This application relates to maintaining automatically biasing an amplifier, and more specifically to automatically tuning the current of the amplifier so that the amplifier will operate at an optimized mode.
Amplifiers are designed using several operating classes including those known as Class A, Class B, Class AB, and Class G. Each of these classes addresses one or more particular aspects of desired amplifier behavior but all of them have constraints or tradeoffs that are substantially unavoidable.
Ethernet physical layer normally employs class AB amplifier at the output stage. However, class AB might not be the best deployment as it normally has higher distortion as compared to class A. Although class AB tends to have better efficiency.
Due to the wire bonding, packaging and cable length, the output pins of the amplifier might see some stray inductance. The value of the stray inductance would be higher if the amplifier's bonded wire is long, if the amplifier packaging is large or if the amplifier is driving a long cable.
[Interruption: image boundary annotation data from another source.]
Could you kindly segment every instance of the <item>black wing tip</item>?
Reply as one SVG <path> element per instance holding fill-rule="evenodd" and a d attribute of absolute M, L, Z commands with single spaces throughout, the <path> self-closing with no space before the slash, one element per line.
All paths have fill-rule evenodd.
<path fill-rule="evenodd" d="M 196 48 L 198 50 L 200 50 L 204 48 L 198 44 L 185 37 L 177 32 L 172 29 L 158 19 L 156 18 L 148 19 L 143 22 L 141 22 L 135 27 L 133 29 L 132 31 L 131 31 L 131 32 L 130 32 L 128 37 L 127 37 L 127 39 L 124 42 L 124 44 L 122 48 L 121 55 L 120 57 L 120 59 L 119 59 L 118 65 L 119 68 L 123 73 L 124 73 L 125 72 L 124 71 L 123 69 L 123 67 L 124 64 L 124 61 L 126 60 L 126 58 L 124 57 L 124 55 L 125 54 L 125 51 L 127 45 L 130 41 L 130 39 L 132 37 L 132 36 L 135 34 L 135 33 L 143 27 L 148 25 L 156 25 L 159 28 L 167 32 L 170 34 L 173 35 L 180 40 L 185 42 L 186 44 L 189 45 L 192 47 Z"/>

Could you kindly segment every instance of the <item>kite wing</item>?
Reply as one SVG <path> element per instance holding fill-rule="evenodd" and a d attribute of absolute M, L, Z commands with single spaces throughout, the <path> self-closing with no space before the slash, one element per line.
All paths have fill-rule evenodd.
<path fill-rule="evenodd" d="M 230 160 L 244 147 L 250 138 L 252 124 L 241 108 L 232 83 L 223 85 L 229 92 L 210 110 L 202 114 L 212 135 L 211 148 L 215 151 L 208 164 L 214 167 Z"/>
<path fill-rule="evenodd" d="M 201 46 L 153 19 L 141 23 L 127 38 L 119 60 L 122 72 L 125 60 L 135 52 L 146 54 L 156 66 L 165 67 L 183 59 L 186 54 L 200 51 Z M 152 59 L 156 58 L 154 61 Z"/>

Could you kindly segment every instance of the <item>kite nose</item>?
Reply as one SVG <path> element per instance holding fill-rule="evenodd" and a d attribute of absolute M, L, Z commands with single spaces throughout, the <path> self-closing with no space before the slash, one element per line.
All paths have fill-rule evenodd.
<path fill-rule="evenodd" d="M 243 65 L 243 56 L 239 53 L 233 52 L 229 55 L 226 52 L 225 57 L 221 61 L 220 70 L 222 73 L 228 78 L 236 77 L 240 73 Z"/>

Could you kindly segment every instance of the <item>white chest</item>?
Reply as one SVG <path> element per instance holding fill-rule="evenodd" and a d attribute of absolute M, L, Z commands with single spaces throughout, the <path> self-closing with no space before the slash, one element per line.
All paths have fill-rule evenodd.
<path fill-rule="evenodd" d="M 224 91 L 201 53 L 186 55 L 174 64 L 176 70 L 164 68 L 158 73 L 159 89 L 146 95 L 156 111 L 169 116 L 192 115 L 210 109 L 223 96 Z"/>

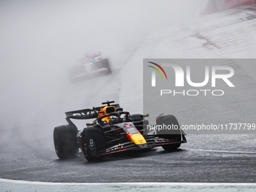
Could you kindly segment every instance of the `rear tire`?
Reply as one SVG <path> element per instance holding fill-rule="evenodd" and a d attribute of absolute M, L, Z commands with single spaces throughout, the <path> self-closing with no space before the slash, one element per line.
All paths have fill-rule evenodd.
<path fill-rule="evenodd" d="M 89 126 L 84 129 L 82 134 L 82 151 L 87 161 L 102 160 L 102 156 L 96 157 L 98 151 L 105 148 L 105 142 L 102 130 Z"/>
<path fill-rule="evenodd" d="M 166 114 L 166 115 L 160 115 L 157 117 L 157 124 L 163 125 L 165 124 L 166 126 L 170 125 L 172 127 L 176 127 L 177 130 L 171 130 L 172 133 L 168 133 L 168 134 L 159 134 L 158 136 L 164 138 L 164 139 L 181 139 L 181 130 L 179 123 L 176 117 L 172 114 Z M 169 145 L 162 145 L 162 148 L 168 151 L 175 151 L 181 146 L 181 143 L 175 143 Z"/>
<path fill-rule="evenodd" d="M 53 142 L 55 151 L 59 159 L 74 158 L 78 154 L 76 134 L 78 129 L 72 125 L 62 125 L 55 127 Z"/>

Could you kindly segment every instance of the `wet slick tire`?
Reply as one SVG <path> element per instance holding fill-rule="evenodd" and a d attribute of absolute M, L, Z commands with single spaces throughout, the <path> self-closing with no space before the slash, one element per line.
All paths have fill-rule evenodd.
<path fill-rule="evenodd" d="M 176 127 L 177 130 L 171 130 L 172 133 L 168 133 L 169 134 L 160 134 L 160 137 L 164 139 L 181 139 L 181 130 L 179 123 L 176 117 L 172 114 L 160 115 L 157 117 L 157 125 L 170 125 L 172 127 Z M 176 150 L 181 146 L 181 143 L 175 143 L 169 145 L 162 145 L 162 148 L 167 151 L 172 151 Z"/>
<path fill-rule="evenodd" d="M 55 127 L 53 142 L 55 151 L 59 159 L 70 159 L 77 156 L 78 148 L 76 139 L 78 129 L 72 125 Z"/>
<path fill-rule="evenodd" d="M 102 130 L 89 126 L 82 133 L 82 151 L 87 161 L 102 160 L 103 157 L 96 157 L 97 152 L 105 148 L 105 142 Z"/>

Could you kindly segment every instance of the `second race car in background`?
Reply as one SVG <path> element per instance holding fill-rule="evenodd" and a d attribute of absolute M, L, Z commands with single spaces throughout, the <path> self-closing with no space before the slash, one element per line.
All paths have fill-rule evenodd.
<path fill-rule="evenodd" d="M 99 75 L 108 75 L 112 72 L 108 58 L 102 58 L 101 53 L 87 54 L 81 63 L 69 69 L 70 81 L 74 83 Z"/>

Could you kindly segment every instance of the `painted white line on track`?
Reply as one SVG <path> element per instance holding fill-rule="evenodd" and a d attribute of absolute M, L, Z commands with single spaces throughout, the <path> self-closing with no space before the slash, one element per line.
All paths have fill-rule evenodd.
<path fill-rule="evenodd" d="M 172 182 L 172 183 L 166 183 L 166 182 L 122 182 L 122 183 L 60 183 L 60 182 L 42 182 L 42 181 L 22 181 L 22 180 L 11 180 L 11 179 L 5 179 L 0 178 L 0 182 L 5 183 L 11 183 L 11 184 L 35 184 L 35 185 L 76 185 L 76 186 L 96 186 L 96 185 L 105 185 L 105 186 L 112 186 L 112 185 L 137 185 L 137 186 L 143 186 L 143 185 L 151 185 L 151 186 L 222 186 L 222 187 L 242 187 L 242 186 L 249 186 L 249 187 L 256 187 L 256 183 L 178 183 L 178 182 Z"/>
<path fill-rule="evenodd" d="M 184 148 L 185 150 L 190 151 L 206 151 L 206 152 L 215 152 L 215 153 L 226 153 L 226 154 L 256 154 L 256 152 L 251 151 L 221 151 L 221 150 L 210 150 L 210 149 L 198 149 L 198 148 Z"/>

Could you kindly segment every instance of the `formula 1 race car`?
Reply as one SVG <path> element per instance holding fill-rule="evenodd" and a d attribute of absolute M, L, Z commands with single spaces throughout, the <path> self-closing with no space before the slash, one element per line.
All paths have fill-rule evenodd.
<path fill-rule="evenodd" d="M 159 115 L 157 125 L 169 125 L 178 129 L 172 130 L 169 134 L 150 135 L 146 130 L 152 125 L 145 120 L 148 114 L 130 114 L 123 111 L 119 104 L 111 105 L 114 102 L 108 101 L 102 102 L 105 106 L 66 112 L 69 124 L 56 126 L 53 131 L 57 156 L 60 159 L 72 158 L 80 151 L 88 161 L 95 161 L 106 154 L 157 146 L 173 151 L 187 142 L 185 134 L 173 115 Z M 87 123 L 84 130 L 78 130 L 71 120 L 93 118 L 96 119 Z"/>
<path fill-rule="evenodd" d="M 69 79 L 72 83 L 112 72 L 108 59 L 102 59 L 100 52 L 87 53 L 80 61 L 79 64 L 69 69 Z"/>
When the inductance is high, a pure class AB amplifier might distort signals with a large overshoot or undershoot. This impairment can cause signal integrity issue. The result is more packets loss over the signal line, especially when the cable is long. When the stray inductance is high, operating the amplifier at or near class A could improve the amplifiers signal integrity as class A has much better signal quality at the expense of poorer efficiency. Operating at class A reduces high overshoot/undershoot when the inductance is high. However, class A amplifiers can easily be overloaded by unusual and excessive output loads. Operating the amplifier at class B can result in a generated crossover distortion as the amplifiers output signal changes its polarity.